Pleasingly, the gigs were not just “greatest hits with some trumpets”, but rather a delve into some of the more obscure corners of their backstory, with b-sides such as Albert’s Eyes and The Smallest Church in Sussex elevated and occupying their rightful space alongside the more established classics as Machineries of Joy and Waving Flags.

Following the tour, they released an 8-track CD of studio recorded interpretations, but it’s the box-set in which the true breadth and majesty of the project can be found.

Including the standard album, there is also a CD of bonus extra material, two live CDs and a DVD of a live concert.

We can only hope they revisit this project and tour it again.

 

Let the Dancers Inherit the Party

Let the Dancers Inherit the Party

British Sea Power: Let the Dancers Inherit the Party (2017)

Up until 2017, every British Sea Power had been released via Rough Trade, however for this, their sixth studio album proper, the band crowdfunded and released it via their own label, Golden Chariot.

Not that there was ever a question of BSP running out of ideas or momentum, but Dancers… is the sound of a re-energised and revitalised band.

Teaming up with producer Cam BlackwoodLet the Dancers… holds a lot more focus than other albums and there simply isn’t an ounce of fat here.

Blackwood‘s influence is of importance here, having previously worked with artists such as George Ezra and Florence & The Machine. Perhaps a strange combination, but it pays off to great effect.

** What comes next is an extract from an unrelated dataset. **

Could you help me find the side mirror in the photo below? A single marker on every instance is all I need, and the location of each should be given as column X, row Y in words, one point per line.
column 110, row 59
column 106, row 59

Following the whirling 30 second Intro, lead single Bad Bohemian is a classic BSP number without being derivative and sets the tone for the rest of the album.

The Joe Meek-esque International Space Station and almost Cure-like What You’re Doing are perfect pop, but again, with the right sprinkling of the surreal to keep away from the middle of the road, suggesting that the teaming up with Blackwood was an inspired choice.

Elsewhere, the meandering and more left-field aspects of past BSP records is reigned in here, but never stifled. The swooning Electrical Kittens is a five minute plus ode to the power of radio to keep us hopeful during the end days, while the towering, driving Praise For Whatever sounds positively apocalyptic.

The overall sound remains grand, however much more colourful than prior album Machineries of Joy, largely due to the synths and electronics being pushed further to to forefront, especially on songs like The Voice of Ivy Lee and Don’t Let the Sun Get in the Way.

Maybe the highest praise that can be gifted to Let the Dancers… is that it sounds like an album made up of the very best parts of every BSP album that came before it, with an added touch of newer elements that stop things sounding repetitive and reminds us faithful why it is we love them so.

So what next? The band are again crowdfunding their next album and if the snippets teased out at recent live outings are to be taken seriously, there is very little chance of us being let down.

It might be another cliche to call the band national treasures, but again, sometimes, this much is true.

British Sea Power – exceeding the national average since 2002. Long may they rule the waves.